Things never should have gotten so bad, but numerous failed policies since 2002 have produced consequences that cannot be erased by U.S. presidential cycles. In other words, simply because a new president is sworn into office doesn't mean the other players will blindly accept an offer to turn back the clock or indulge U.S. attempts to press the "reset" button.

So what do we do now? For starters, Washington needs to accept the reality that North Korea is a country with nuclear weapons; that there is--in the short term at least--little we can do about it; and that continuing to focus on denuclearizing Pyongyang gains us nothing. In fact, the only way to advance U.S. interests on the nuclear issue with North Korea is to admit that the ground has shifted. We don't have to shout it from the rooftops, but getting the North to abandon its nuclear weapons program cannot remain our overriding objective, as crucial as that might seem. Rather, it's time we refocused our work, keeping the nuclear problem on the agenda but not letting it completely dominate our approach.

To move forward constructively, we should first resume efforts by several U.S. administrations--from Reagan to Bush to Clinton--to prod the North into becoming a state more fully integrated into the global community.

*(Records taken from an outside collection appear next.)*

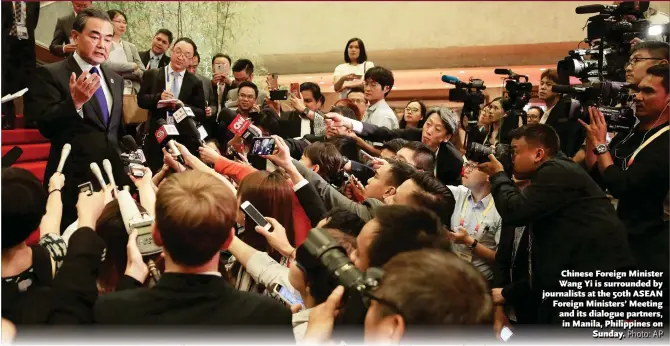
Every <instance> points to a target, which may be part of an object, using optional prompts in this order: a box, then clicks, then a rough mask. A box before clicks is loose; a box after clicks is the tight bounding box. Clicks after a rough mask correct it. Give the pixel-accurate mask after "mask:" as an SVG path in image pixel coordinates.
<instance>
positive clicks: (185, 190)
mask: <svg viewBox="0 0 670 346" xmlns="http://www.w3.org/2000/svg"><path fill="white" fill-rule="evenodd" d="M155 209H156V212H155V213H156V215H155V219H156V221H155V225H156V228H157V229H158V233H159V234H160V237H161V240H162V241H163V246H164V248H165V251H167V252H168V254H169V255H170V258H172V260H174V261H175V262H176V263H178V264H181V265H184V266H189V267H195V266H199V265H202V264H204V263H206V262H207V261H210V260H211V259H212V258H213V257H214V256H215V255H216V254H217V253H218V252H219V251H221V247H223V245H224V244H225V242H226V241H227V240H228V238H229V237H230V233H231V232H230V231H231V230H232V229H233V227H234V226H235V222H236V218H237V211H238V202H237V197H235V195H233V193H232V192H231V191H230V189H228V188H227V187H226V186H225V185H224V184H223V183H222V182H221V181H220V180H219V179H217V178H215V177H214V176H212V175H210V174H207V173H202V172H198V171H193V170H191V171H186V172H182V173H177V174H173V175H171V176H170V177H168V178H167V179H166V180H165V182H163V184H161V187H160V189H158V193H157V194H156V207H155Z"/></svg>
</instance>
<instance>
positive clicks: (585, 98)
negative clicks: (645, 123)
mask: <svg viewBox="0 0 670 346" xmlns="http://www.w3.org/2000/svg"><path fill="white" fill-rule="evenodd" d="M630 87H631V85H630V84H628V83H623V82H609V81H604V82H594V83H590V85H588V86H569V85H554V86H553V87H552V91H553V92H556V93H561V94H568V95H570V96H571V97H572V98H574V99H576V100H577V101H579V103H580V104H581V106H582V107H583V111H582V112H575V113H574V114H570V116H571V120H576V118H578V117H580V114H581V117H582V120H583V121H585V122H588V121H589V112H588V107H591V106H595V107H598V109H599V110H600V112H602V113H603V116H604V117H605V122H606V123H607V131H608V132H622V131H630V129H631V128H632V127H633V126H634V125H635V112H634V111H633V109H632V108H630V107H628V106H617V105H627V104H629V102H630V101H631V99H632V95H631V94H630V93H629V88H630Z"/></svg>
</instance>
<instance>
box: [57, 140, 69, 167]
mask: <svg viewBox="0 0 670 346" xmlns="http://www.w3.org/2000/svg"><path fill="white" fill-rule="evenodd" d="M70 150H72V146H71V145H70V143H65V145H63V150H62V151H61V152H60V161H59V162H58V168H56V172H58V173H63V166H65V161H66V160H67V157H68V156H69V155H70Z"/></svg>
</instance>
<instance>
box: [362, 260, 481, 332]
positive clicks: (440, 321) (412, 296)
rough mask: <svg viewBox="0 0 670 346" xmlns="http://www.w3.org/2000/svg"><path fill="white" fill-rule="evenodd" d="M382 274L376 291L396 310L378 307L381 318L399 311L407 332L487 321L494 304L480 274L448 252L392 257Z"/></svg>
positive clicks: (466, 262) (469, 323)
mask: <svg viewBox="0 0 670 346" xmlns="http://www.w3.org/2000/svg"><path fill="white" fill-rule="evenodd" d="M383 270H384V276H383V278H382V280H381V285H380V286H379V289H378V290H377V291H376V292H375V293H376V295H378V297H379V298H381V299H384V300H386V301H388V302H391V303H392V304H393V305H395V306H394V307H395V308H396V309H399V310H400V311H393V310H392V309H391V308H390V306H387V305H384V304H380V305H379V306H380V308H381V310H380V315H381V316H382V317H385V316H388V315H392V314H397V313H399V312H400V313H401V316H402V318H403V321H404V323H405V330H406V331H413V328H420V327H425V326H427V325H430V326H438V325H443V326H445V325H477V324H487V323H490V322H491V319H492V309H493V301H492V298H491V294H490V291H489V289H488V285H487V282H486V280H485V279H484V277H483V276H482V275H481V273H480V272H479V270H477V269H476V268H475V267H474V266H472V265H471V264H470V263H467V262H466V261H463V260H461V259H460V258H459V257H458V256H456V255H455V254H453V253H449V252H445V251H440V250H436V249H419V250H415V251H407V252H403V253H400V254H398V255H396V256H393V258H391V259H390V260H389V261H388V262H387V263H386V264H385V265H384V267H383ZM415 332H416V333H420V332H421V331H420V330H416V331H415ZM412 334H414V333H412ZM405 335H407V332H406V333H405ZM417 336H418V335H417Z"/></svg>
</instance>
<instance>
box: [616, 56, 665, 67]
mask: <svg viewBox="0 0 670 346" xmlns="http://www.w3.org/2000/svg"><path fill="white" fill-rule="evenodd" d="M642 60H663V58H633V59H630V60H628V62H626V65H625V66H628V65H635V64H637V63H638V62H640V61H642Z"/></svg>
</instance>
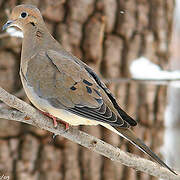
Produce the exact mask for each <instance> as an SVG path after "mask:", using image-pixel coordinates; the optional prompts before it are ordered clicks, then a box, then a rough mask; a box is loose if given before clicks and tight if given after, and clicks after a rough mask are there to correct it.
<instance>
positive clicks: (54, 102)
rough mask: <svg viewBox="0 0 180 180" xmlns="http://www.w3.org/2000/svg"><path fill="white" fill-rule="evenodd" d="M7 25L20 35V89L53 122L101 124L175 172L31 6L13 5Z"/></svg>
mask: <svg viewBox="0 0 180 180" xmlns="http://www.w3.org/2000/svg"><path fill="white" fill-rule="evenodd" d="M12 26H14V27H18V28H19V29H20V30H21V31H22V32H23V36H24V38H23V41H22V52H21V62H20V78H21V81H22V84H23V88H24V90H25V93H26V95H27V97H28V98H29V100H30V101H31V102H32V104H33V105H34V106H35V107H36V108H37V109H39V110H40V111H41V112H42V113H43V114H45V115H47V116H49V117H51V118H52V119H53V124H54V127H57V118H58V119H59V120H62V121H63V123H64V124H65V125H66V129H68V128H69V125H71V126H78V125H101V126H104V127H105V128H107V129H109V130H111V131H113V132H114V133H116V134H118V135H120V136H122V137H124V138H125V139H127V140H128V141H130V142H131V143H132V144H134V145H135V146H137V147H138V148H139V149H140V150H141V151H143V152H144V153H146V154H148V155H149V156H150V157H151V158H152V159H154V160H155V161H156V162H158V163H159V164H160V165H161V166H163V167H166V168H167V169H169V170H170V171H171V172H172V173H174V174H176V173H175V172H174V171H173V170H172V169H171V168H170V167H169V166H168V165H167V164H166V163H165V162H163V161H162V160H161V159H160V158H159V157H158V156H157V155H156V154H155V153H154V152H153V151H152V150H151V149H150V148H149V147H148V146H146V145H145V144H144V143H143V141H142V140H140V139H139V138H138V137H137V136H136V134H135V133H134V132H133V131H132V130H131V127H133V126H136V125H137V122H136V121H135V120H134V119H133V118H131V117H130V116H129V115H128V114H127V113H126V112H125V111H123V110H122V109H121V107H120V106H119V104H118V103H117V101H116V99H115V97H114V96H113V94H112V93H111V92H110V90H109V89H108V88H107V87H106V85H105V84H104V83H103V81H102V80H101V79H100V78H99V77H98V75H97V74H96V73H95V72H94V71H93V69H91V68H90V67H89V66H88V65H86V64H85V63H84V62H83V61H81V60H80V59H78V58H77V57H75V56H73V55H72V54H71V53H70V52H67V51H66V50H65V49H64V48H63V47H62V45H61V44H60V43H59V42H58V41H56V40H55V38H54V37H53V36H52V35H51V34H50V32H49V31H48V29H47V27H46V25H45V22H44V20H43V17H42V15H41V12H40V10H39V9H38V8H37V7H36V6H33V5H30V4H22V5H18V6H16V7H14V8H13V10H12V12H11V15H10V19H9V20H8V21H7V22H6V23H5V24H4V26H3V30H5V29H7V28H9V27H12Z"/></svg>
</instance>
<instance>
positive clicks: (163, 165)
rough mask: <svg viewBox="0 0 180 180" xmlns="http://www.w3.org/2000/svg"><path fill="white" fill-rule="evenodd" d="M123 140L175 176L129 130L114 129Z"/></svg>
mask: <svg viewBox="0 0 180 180" xmlns="http://www.w3.org/2000/svg"><path fill="white" fill-rule="evenodd" d="M114 128H115V129H116V130H117V131H118V132H119V133H120V134H121V135H122V136H123V137H124V138H126V139H127V140H128V141H130V142H131V143H132V144H134V145H135V146H137V147H138V148H139V149H140V150H141V151H143V152H144V153H146V154H148V155H149V156H150V157H151V158H152V159H154V160H155V161H156V162H158V163H159V164H160V165H162V166H164V167H166V168H167V169H169V170H170V171H171V172H172V173H173V174H175V175H177V174H176V173H175V172H174V171H173V170H172V169H171V168H170V167H169V166H168V165H167V164H165V163H164V162H163V161H162V160H161V159H160V158H159V157H158V156H157V155H156V154H155V153H154V152H153V151H152V150H151V149H150V148H149V147H148V146H146V145H145V144H144V143H143V142H142V141H141V140H140V139H139V138H137V137H136V135H135V134H134V133H133V132H132V131H131V130H130V129H123V128H117V127H114Z"/></svg>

That will take years of hard work, conducted simultaneously on several fronts, but we had better get on with it. Next, we need to sit down and talk with the North Koreans to better refine our assumptions about what will work and what won't work.

Waiting around for significant political change in Pyongyang to solve our problems is the longest of long shots. North Korea as we know it isn't going to disappear any time soon, and the problems that flow from its anomalous policies won't lessen if Washington keeps banging its collective head against the same old wall.